In 2008, Americans were fed up. Wars, a terrible economy, dishonesty, adrift from our core beliefs. That November, Barack Obama said, "Change," which may basically have meant, "Not that." Not that direction for America. Not that economic policy.
And it worked. America didn't want that. America wanted something different.
Now, reasonable people can debate the extent to which America got something different. It's certainly the case that the driving motivations of presidents Bush and Obama are quite distinct. But as next year's election looms, Obama's problem is that wars and the economy and the vision for how America should act in the world are still on shaky ground. It opens wide the door for an opponent to say: not that.
But Barack Obama has gotten incredibly lucky. He has a slew of opponents who are grabbing the mic and saying: "this."

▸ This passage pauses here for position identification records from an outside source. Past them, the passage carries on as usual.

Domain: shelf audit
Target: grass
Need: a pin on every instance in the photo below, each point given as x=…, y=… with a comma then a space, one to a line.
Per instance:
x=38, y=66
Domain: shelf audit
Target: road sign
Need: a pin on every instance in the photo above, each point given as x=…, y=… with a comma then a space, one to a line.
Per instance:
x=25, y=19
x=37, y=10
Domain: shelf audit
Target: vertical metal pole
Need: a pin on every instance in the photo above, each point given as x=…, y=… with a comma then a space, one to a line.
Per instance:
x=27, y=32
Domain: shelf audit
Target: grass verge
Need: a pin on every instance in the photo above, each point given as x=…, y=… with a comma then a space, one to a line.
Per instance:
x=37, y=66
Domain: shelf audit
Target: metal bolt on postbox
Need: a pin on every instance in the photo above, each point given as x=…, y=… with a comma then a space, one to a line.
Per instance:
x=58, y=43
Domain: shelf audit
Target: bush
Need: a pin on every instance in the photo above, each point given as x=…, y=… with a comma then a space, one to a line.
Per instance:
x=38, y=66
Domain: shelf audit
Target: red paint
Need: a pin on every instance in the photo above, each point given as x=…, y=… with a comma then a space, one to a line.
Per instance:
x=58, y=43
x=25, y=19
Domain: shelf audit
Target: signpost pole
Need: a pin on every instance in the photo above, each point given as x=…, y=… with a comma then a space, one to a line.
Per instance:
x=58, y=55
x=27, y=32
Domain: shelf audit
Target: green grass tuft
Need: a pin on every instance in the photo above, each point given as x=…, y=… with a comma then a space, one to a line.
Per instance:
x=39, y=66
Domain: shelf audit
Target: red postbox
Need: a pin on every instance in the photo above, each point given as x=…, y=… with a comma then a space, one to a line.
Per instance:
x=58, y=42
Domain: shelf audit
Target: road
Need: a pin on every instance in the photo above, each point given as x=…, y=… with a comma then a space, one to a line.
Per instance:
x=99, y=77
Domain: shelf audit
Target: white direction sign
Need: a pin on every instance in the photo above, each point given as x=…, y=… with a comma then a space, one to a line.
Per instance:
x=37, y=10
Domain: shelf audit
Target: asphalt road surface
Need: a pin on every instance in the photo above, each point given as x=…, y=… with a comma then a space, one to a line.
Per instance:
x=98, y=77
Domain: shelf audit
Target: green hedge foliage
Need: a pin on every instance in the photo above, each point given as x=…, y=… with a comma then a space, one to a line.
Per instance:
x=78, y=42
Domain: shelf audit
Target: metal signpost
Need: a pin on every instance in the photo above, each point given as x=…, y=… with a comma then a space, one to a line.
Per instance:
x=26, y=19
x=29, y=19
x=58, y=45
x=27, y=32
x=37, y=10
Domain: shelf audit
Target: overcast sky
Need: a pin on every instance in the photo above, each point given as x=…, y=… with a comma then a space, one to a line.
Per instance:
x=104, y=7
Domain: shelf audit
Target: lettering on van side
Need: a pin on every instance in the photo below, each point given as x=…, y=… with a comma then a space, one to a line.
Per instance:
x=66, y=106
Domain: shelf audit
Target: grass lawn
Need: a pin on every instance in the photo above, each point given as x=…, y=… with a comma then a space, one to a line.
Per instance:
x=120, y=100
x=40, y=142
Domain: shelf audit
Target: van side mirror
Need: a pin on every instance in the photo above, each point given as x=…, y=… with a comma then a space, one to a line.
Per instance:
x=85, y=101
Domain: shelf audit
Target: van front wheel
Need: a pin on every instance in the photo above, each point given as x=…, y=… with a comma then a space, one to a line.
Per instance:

The headliner for this is, of course, Donald Trump. His racially offensive, obnoxious trumpeting of the most disreputable political theory in recent memory has done two things. It laid bare the embarrassing failure of the Republican Party to stem this line of thinking -- and, at times, their encouragement of it. And it also earned him the pole position in the Republican primary race.
Other Republicans are staking out the party's extreme positions in other ways. Paul Ryan is sketching the boundaries of their willingness to undermine the medical and economic security of seniors. Governors and state houses across the country are in a race to do the most damage to the rights of workers and women. Recent proposals have included forcing foster children to get secondhand clothes, making abortion a felony, and requiring a very particular kind of birth certificate from federal candidates.
This! These things are what elected Republicans believe should be the law of the land! Undermining the ability of the poor to escape poverty, of working people to care for their families, of seniors to get their medications. And holding the banner at the front of the parade, Donald Trump. And the banner reads, "Who elected this black guy, anyway?"
Making it very easy for President Obama to once again simply say: not that.